Coffee Pickers Returning from the Fields, Guadeloupe
Trinidad and Tobago. The islands of Trinidad and Tobago are small factors in international coffee trading. Coffee can be grown almost any place on the islands; but its cultivation is confined principally to the districts of Maracas, Aripo, and North Oropouche. Both the arabica and the liberica varieties are grown.
Honduras. Soil, surface, and climate in Honduras, as far as they relate to the cultivation of coffee, are similar to those of the adjoining regions of Central America. The tree grows in the uplands of the interior, thriving best at an altitude of from 1,500 to 4,000 feet. Scarcity of labor and insufficient means of transportation have been the chief obstacles in the way of the large development of the industry.

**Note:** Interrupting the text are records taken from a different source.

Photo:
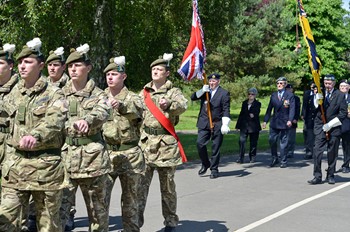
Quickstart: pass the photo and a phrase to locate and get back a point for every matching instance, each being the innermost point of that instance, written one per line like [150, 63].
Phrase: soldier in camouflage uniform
[56, 65]
[32, 166]
[122, 133]
[160, 149]
[86, 159]
[8, 79]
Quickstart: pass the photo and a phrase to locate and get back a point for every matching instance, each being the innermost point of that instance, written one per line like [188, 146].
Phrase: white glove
[318, 97]
[200, 92]
[224, 128]
[333, 123]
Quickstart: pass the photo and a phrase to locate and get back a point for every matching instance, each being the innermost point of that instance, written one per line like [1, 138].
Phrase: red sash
[164, 121]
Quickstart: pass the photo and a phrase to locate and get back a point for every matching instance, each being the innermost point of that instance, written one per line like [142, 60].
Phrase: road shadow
[115, 223]
[200, 226]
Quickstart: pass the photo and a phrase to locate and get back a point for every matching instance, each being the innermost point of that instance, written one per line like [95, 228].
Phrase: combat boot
[69, 224]
[32, 223]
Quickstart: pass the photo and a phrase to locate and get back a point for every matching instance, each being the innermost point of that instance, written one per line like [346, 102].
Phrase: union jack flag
[314, 60]
[192, 64]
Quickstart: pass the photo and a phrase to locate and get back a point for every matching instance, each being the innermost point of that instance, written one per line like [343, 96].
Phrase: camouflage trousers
[130, 183]
[47, 205]
[94, 193]
[167, 190]
[68, 199]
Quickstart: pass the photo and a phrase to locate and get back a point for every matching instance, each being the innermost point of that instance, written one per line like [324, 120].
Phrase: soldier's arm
[99, 113]
[177, 102]
[132, 107]
[52, 123]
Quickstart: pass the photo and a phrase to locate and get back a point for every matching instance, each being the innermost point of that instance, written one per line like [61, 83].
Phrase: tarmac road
[246, 197]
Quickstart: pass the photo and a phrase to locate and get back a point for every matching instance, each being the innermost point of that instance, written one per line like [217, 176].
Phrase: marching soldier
[8, 80]
[122, 133]
[84, 152]
[33, 164]
[56, 65]
[164, 103]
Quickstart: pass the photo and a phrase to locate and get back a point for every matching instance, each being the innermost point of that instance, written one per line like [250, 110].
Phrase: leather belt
[155, 131]
[30, 154]
[121, 147]
[77, 141]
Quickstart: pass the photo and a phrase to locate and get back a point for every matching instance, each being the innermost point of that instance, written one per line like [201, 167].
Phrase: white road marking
[290, 208]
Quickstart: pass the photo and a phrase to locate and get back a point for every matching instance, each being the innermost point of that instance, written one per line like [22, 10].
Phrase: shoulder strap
[164, 121]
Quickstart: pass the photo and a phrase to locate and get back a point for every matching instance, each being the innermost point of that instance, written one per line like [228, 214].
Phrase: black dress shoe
[330, 180]
[252, 160]
[203, 170]
[274, 162]
[214, 175]
[283, 165]
[315, 181]
[169, 229]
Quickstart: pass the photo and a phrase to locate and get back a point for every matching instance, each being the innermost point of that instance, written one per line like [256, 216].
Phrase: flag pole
[314, 61]
[205, 81]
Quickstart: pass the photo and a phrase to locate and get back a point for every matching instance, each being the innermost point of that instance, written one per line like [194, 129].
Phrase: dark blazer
[283, 110]
[219, 106]
[308, 111]
[245, 123]
[297, 110]
[336, 108]
[345, 127]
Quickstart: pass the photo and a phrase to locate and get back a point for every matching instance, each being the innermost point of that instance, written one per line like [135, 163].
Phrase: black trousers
[253, 139]
[204, 136]
[332, 146]
[346, 148]
[282, 134]
[309, 140]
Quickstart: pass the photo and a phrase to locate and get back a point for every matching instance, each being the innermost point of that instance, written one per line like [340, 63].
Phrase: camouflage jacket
[61, 82]
[89, 104]
[161, 149]
[123, 127]
[39, 111]
[4, 116]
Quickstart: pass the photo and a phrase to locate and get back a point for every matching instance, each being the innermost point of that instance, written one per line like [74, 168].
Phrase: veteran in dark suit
[293, 128]
[220, 110]
[248, 124]
[345, 128]
[328, 134]
[283, 105]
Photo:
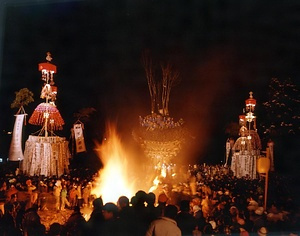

The departments of Santa Barbara, Copan, Cortez, La Paz, Choluteca, and El Paraiso have the principal plantations. The ports of shipment are Truxillo and Puerto Cortés. Annual production in recent years has been about 5,000,000 pounds. In 1889 the United States imported 3,322,502 pounds, but in 1915 its importations fell away to 665,912 pounds.
British Honduras. British Honduras has never undertaken to raise coffee on a commercial scale despite the fact that conditions are not unfavorable to its cultivation. It has failed to produce enough even for domestic consumption, importing most of what it has needed. Annual production, as recorded in recent years, has been upward of 10,000 pounds.